I shrugged and fought to keep my eyes from wandering back to the half-eaten plate of meatballs sitting on the table next to me. I swear they were doing their damnedest to seduce my nostrils, and it was working (saliva output had hit ceiling production levels about three minutes back), but instead I forced my gaze to stick to Dad's huffy shoulders and said, "That's what the guy said."

Dad made a new pass along his tile trail and gave me another unnecessary eye-full of skepticism. "I don't like it." Yeah, I'd gotten that the first two times. "I want to check it out before we let this go." He pointed a thick finger at my chest like I'd been arguing. I mean, geez, had I said a word against it? Could he tone down the hostility a notch or two, maybe?

But, yeah, no. I was seventeen and so I could probably measure the trust he had in me using a micrometer. That said, no we weren't gonna be leaving just yet, and worse, Dad was gonna try to find this hunter guy I'd been talking about, who (small problem) didn't exist.

And if Dad found that out… Well… at least there are girls in the afterlife, right?

So, basically, with my dear old man acting like that menopausal sophomore English teacher I had that one time in Stockton and Sam acting not much better and Dave and Robby being just about as unsympathetic as two fucks can be, Halloween and the slutty outfits it entailed were really the only bright spots on the sorry-ass horizon of my life. That's why, even knowing the Bitch was gonna be there, I'd taken my two buddies up on their secondhand invitation to some chick's party.
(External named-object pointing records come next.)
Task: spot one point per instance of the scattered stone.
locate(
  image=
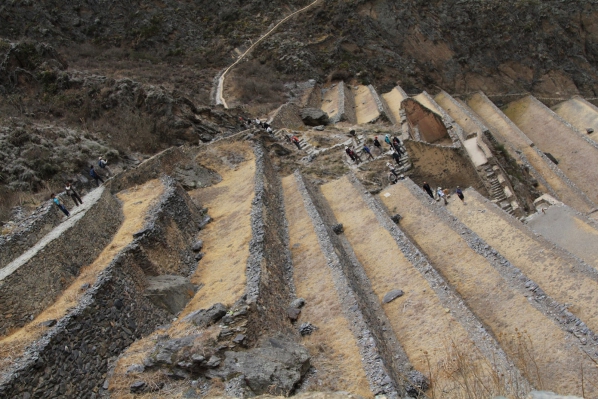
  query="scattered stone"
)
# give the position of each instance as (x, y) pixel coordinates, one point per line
(197, 246)
(392, 295)
(170, 292)
(135, 368)
(48, 323)
(548, 395)
(275, 367)
(204, 222)
(293, 313)
(307, 329)
(138, 386)
(213, 362)
(298, 303)
(240, 339)
(206, 317)
(396, 218)
(314, 117)
(338, 228)
(417, 383)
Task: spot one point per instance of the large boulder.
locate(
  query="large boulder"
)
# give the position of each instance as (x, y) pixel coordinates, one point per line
(314, 117)
(275, 367)
(170, 292)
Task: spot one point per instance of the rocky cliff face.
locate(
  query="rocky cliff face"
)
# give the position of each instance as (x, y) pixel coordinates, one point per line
(462, 45)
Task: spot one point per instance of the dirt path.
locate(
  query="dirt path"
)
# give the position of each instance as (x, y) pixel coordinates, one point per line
(549, 357)
(76, 214)
(333, 347)
(435, 342)
(136, 202)
(578, 159)
(566, 228)
(220, 87)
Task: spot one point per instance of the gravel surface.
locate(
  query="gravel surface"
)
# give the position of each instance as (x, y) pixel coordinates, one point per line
(76, 214)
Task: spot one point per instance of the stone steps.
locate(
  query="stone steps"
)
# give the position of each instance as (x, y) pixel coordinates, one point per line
(578, 158)
(495, 291)
(568, 229)
(550, 178)
(429, 312)
(553, 269)
(392, 101)
(368, 107)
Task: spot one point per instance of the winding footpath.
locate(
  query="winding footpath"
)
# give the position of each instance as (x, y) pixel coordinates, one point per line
(220, 88)
(76, 215)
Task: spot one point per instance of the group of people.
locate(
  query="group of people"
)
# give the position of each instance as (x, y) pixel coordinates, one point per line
(395, 146)
(70, 191)
(247, 123)
(443, 194)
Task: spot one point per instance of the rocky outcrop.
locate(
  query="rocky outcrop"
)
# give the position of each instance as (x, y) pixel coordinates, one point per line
(314, 117)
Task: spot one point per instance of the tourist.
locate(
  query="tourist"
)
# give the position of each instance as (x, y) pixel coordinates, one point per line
(397, 158)
(442, 195)
(459, 193)
(95, 175)
(350, 154)
(295, 141)
(428, 189)
(59, 205)
(71, 192)
(366, 149)
(378, 145)
(392, 169)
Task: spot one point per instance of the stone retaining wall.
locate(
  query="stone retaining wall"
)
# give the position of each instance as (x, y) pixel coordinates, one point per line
(389, 349)
(172, 161)
(442, 166)
(37, 283)
(71, 359)
(269, 267)
(28, 232)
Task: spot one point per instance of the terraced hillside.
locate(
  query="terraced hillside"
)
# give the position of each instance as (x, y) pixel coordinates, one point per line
(254, 280)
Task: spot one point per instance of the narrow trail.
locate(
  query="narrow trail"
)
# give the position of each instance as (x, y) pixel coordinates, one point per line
(76, 214)
(220, 88)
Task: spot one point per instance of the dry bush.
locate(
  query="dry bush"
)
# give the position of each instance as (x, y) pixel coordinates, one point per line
(255, 83)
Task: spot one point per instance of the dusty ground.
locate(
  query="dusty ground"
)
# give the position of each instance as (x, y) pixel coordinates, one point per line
(550, 359)
(136, 202)
(335, 354)
(428, 333)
Halloween party. And now it was nine o'clock on haunt-town night with the air like the murky waters of the Mississippi in winter and just as cold. Candle flames shivered inside a few vagabond jack-o-lanterns on the blue-washed steps that led up to the door of the girl's, Jacky's, house, and the door itself was a timid fucker, cowering deep in its frame. The wind had turned into a hag with gastric trouble and wouldn't stop moaning... loud... and the darkness seemed to shift about like it was clotting. All in all, it was one creepy-ass night — really got me in the whole death-and-devastation holiday mood — but when we got inside, it turned out not a single one of the guests had bothered to put on a costume. Kinda killed the creepiness to have thirty or so teenagers lounging on floors and couches in jeans and t-shirts like this was every other Tuesday. Seriously, who did they think they were?
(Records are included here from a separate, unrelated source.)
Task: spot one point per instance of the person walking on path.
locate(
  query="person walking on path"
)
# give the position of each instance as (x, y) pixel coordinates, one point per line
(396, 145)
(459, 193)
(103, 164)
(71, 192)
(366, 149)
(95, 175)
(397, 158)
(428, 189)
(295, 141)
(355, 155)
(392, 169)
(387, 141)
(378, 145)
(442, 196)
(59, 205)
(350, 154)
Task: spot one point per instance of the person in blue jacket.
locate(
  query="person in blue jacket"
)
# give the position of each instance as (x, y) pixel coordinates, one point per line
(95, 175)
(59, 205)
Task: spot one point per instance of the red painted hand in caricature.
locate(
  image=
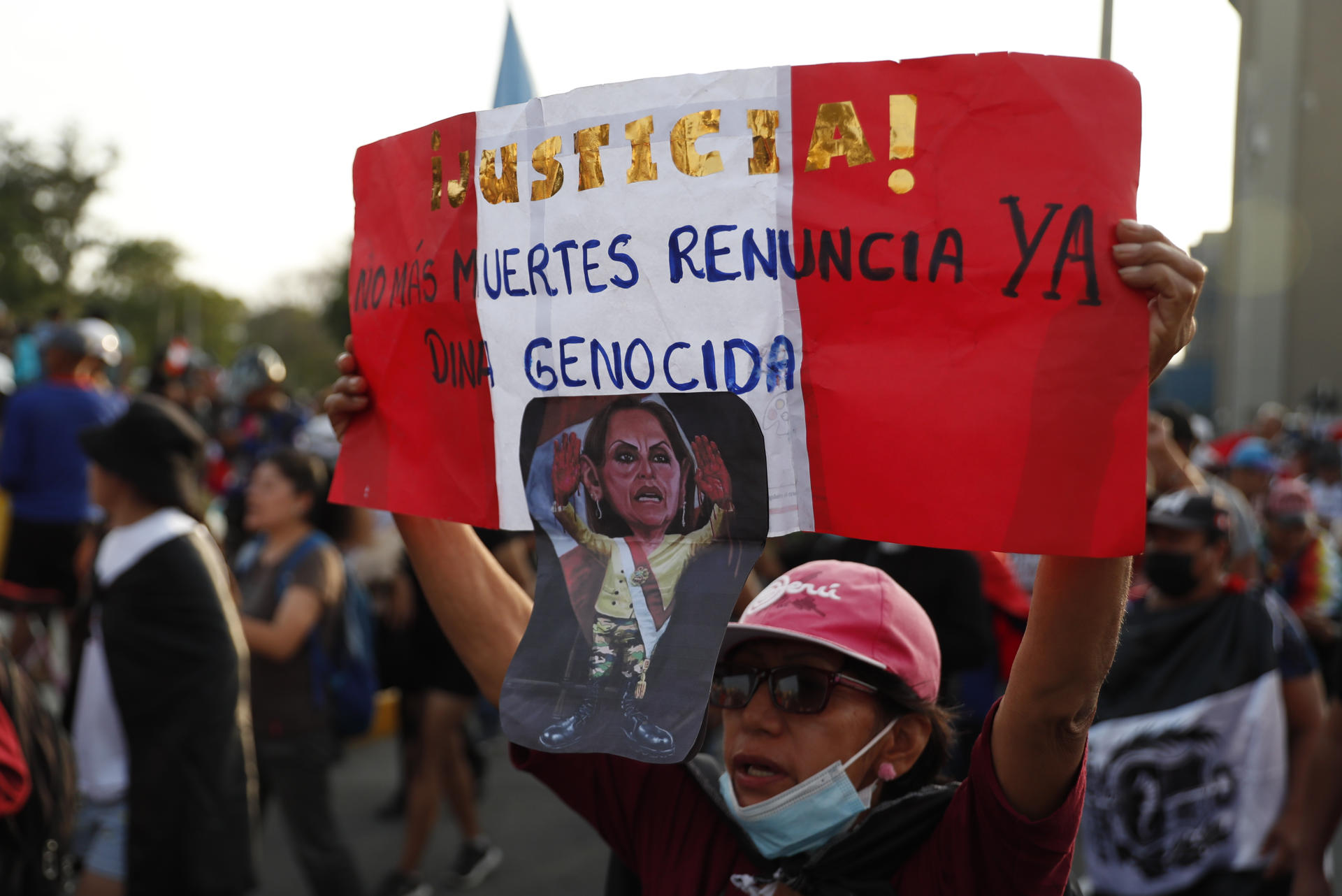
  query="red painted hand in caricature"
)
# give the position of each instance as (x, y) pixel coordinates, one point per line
(710, 474)
(568, 464)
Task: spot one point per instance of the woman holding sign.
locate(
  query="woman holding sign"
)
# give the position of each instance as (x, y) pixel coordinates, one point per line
(637, 471)
(832, 735)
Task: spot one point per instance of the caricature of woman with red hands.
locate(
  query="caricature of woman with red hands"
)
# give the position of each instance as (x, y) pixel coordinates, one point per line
(637, 471)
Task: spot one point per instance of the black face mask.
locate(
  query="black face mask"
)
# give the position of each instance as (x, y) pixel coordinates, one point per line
(1171, 573)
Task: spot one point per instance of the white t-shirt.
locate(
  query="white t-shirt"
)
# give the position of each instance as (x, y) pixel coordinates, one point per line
(1327, 499)
(100, 739)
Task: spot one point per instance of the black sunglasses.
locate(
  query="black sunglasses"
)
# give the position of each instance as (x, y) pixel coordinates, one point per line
(793, 688)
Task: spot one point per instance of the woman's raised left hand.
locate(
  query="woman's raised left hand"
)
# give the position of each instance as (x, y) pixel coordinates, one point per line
(710, 474)
(1148, 261)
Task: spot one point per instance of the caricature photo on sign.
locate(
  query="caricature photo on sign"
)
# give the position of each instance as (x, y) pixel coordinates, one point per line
(650, 512)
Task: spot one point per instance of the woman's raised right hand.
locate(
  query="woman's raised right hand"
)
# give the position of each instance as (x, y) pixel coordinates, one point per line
(349, 393)
(567, 467)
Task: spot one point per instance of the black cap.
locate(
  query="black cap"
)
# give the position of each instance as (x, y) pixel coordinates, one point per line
(157, 448)
(1327, 455)
(1191, 510)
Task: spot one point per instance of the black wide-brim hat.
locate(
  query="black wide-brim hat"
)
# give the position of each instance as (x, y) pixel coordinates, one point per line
(157, 448)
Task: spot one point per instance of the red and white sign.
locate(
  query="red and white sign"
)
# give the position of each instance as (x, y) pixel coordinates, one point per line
(904, 268)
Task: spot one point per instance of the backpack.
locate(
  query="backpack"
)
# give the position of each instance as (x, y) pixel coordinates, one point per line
(35, 843)
(344, 672)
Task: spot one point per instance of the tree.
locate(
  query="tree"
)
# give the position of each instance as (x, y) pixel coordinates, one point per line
(335, 298)
(140, 286)
(296, 331)
(43, 203)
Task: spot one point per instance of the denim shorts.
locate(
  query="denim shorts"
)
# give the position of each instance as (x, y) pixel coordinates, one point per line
(100, 840)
That's when I spotted Caroline, that red-headed girl that I'd seen just the one time at the AP lit screw-up, seemingly the only kid here with any type of sense. She had on a very tall, very pointy witch hat, and I shot her a sly thumbs up. Other than that, the sole indication that it was Halloween at all was the candy. Big bags of it slouched all over like beer-bellied old men. The packaging exploded with color, advertising all the five-hundred ways they'd found to rename sugar.

As the three of us made it all the way into the living room, the candy-corn hue of the light burnished a gaggle of unfamiliar heads with orangey halos. Except there was also that one head I recognized only too well. Luckily she hadn't seen me yet. Jacky did, though, and, perky hostess that she was, bounced over with a beer-and-MilkyWay-scented laugh.
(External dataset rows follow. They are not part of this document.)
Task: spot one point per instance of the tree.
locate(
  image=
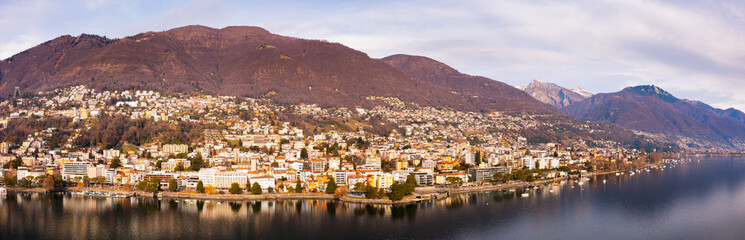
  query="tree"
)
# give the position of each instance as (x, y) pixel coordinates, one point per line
(153, 185)
(235, 188)
(331, 186)
(454, 181)
(179, 167)
(298, 187)
(256, 189)
(359, 187)
(371, 192)
(9, 182)
(210, 189)
(200, 187)
(100, 180)
(498, 177)
(115, 163)
(16, 163)
(398, 192)
(49, 182)
(172, 185)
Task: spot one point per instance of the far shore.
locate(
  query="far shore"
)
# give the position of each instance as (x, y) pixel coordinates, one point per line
(421, 194)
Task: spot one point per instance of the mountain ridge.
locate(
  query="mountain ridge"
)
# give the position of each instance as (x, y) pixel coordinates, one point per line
(651, 109)
(551, 93)
(238, 61)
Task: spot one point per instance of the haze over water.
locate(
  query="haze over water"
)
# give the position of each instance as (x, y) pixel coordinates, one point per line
(695, 200)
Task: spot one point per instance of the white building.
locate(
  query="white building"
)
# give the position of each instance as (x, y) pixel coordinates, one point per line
(227, 178)
(75, 169)
(264, 181)
(207, 176)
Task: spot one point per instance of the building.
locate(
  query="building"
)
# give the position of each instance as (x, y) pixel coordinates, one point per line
(175, 148)
(110, 153)
(383, 180)
(424, 178)
(96, 171)
(317, 166)
(227, 178)
(334, 163)
(486, 173)
(402, 165)
(265, 182)
(163, 178)
(207, 176)
(442, 178)
(75, 169)
(340, 177)
(173, 163)
(28, 160)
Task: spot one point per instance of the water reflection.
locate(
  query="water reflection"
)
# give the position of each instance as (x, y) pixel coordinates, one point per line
(235, 206)
(646, 203)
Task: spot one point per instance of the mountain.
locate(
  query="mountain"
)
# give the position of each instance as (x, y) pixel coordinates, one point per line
(551, 93)
(483, 92)
(243, 61)
(653, 110)
(582, 92)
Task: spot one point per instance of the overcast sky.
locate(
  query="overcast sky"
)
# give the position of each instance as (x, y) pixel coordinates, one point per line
(693, 49)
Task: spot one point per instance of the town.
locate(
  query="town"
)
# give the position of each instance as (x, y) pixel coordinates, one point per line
(80, 137)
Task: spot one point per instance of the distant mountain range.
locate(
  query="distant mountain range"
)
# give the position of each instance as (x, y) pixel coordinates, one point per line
(553, 94)
(250, 61)
(653, 110)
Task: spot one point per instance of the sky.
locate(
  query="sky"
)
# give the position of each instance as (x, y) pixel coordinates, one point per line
(692, 49)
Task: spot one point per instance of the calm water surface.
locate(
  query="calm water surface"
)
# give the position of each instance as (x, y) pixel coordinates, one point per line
(696, 200)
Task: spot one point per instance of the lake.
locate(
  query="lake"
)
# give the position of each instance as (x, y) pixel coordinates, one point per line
(696, 200)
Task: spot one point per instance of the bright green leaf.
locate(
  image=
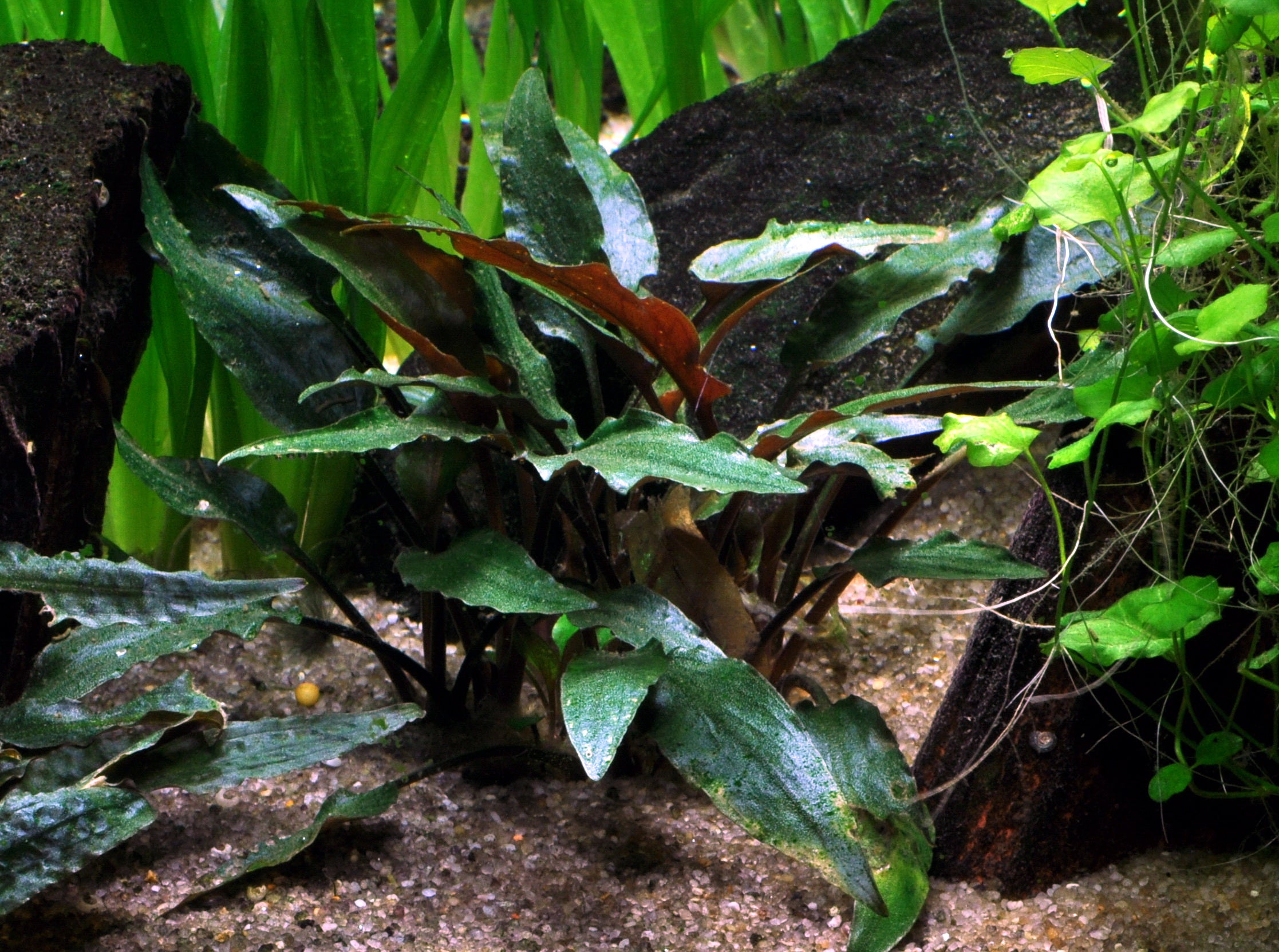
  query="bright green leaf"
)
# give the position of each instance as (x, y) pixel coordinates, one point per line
(944, 556)
(780, 251)
(1168, 782)
(729, 732)
(1162, 110)
(1144, 622)
(1265, 571)
(1130, 414)
(99, 593)
(866, 305)
(992, 441)
(1194, 250)
(1052, 64)
(203, 489)
(600, 694)
(642, 444)
(1223, 319)
(45, 837)
(487, 568)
"Hi, guys!" she bubbled, and she pumped my hand brightly when she realized I was a new face… fresh meat.

"Hi," she beamed for the second time, "I'm Jacky."

"Dean," I smiled back, letting her have my hand until I decided it was only the alcohol keeping her at it and not her happy-go-lucky personality, at which point I took it into my head to gently rescue my fingers before she shook all the blood loose. As expected, she didn't seem to notice or care, pink cheeks winking happily under her blonde ponytail.

"Sorry we didn't wait for you to crack the beer," she burbled on, "but we figured we had to start early or you'd down it all without us." She patted Dave's arm, no real accusation in the blue baubles of her eyeballs, and then dragged the three of us into the heart of the room.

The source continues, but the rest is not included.